To build a website retargeting audience, you must first create what’s called a Matched Audience in the LinkedIn Ads Campaign Manager. Once that’s been created and the Insight Tag is properly installed, then LinkedIn will gather data on your website visitors and will begin building a retargeting audience for you.
Just note that LinkedIn requires a minimum audience size of at least 300 people before you can run ads to them, so depending on how much traffic you get to your website, it could be a while before you can retarget them.
Reporting on Aggregate Metrics
Reporting on LinkedIn Ads can be misleading if the metrics you’re analyzing are inflated. There are at least a few metrics to watch out for.
First is Conversions. What this should be labeled as is Total Conversions because it’s a combination of both Click and View-Through Conversions. A Click Conversion is when someone sees your ad, clicks, and then converts, whereas a View-Through Conversion is when someone sees your ad, doesn’t click, but still converts by visiting your website another way.
These can make reporting super messy, if reported as a single metric so it’s good to know the difference and be able to report them separately. You can view them by clicking the Columns dropdown and selecting Conversions & Leads.
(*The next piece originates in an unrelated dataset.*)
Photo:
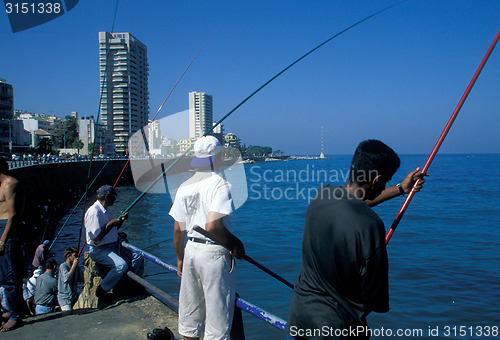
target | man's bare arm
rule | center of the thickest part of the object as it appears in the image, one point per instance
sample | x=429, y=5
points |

Aside from Conversions, if you’re running Message Ads, beware of the Clicks and Impressions metrics, which combine Total Clicks and Impressions with Message Ad Sends and Opens. You can view these metrics separately by clicking the Columns dropdown and selecting Sponsored Messaging.
There’s More Where That Came From
Many advertisers quit the platform too early because they conclude that it’s “too expensive” or that it simply “doesn’t work.” A large part of poor ad performance, though, stems from these 6 pitfalls we’ve just outlined. Avoid them and you’re setting yourself up for LinkedIn Ads success.
That said, this is not an exhaustive list. We’ve covered the most common pitfalls, but that’s not to say there aren’t more. Are there any here we might have missed? Which would you add to this list? Comment below!
And if you want to optimize and scale your LinkedIn Ads for efficiency, but don’t have the time or expertise to do it, consider booking a discovery call with us. LinkedIn Ads is all we do and (after 12 years) we’ve become masters at our craft. We’d absolutely love the chance to get to work with you!
Written by Eric Jones
Great article, for clarification – if the CTR is .49% and I’m spending the daily budget, do you recommend switching to auto-bidding?
Thanks JoAnne! And to answer your question, no – with a CTR of .49% you would pay a much higher cost per click by switching to Maximum Delivery bidding. If you’re spending your full budget at that CTR, then just bid lower until you’re not hitting it every day (or just barely).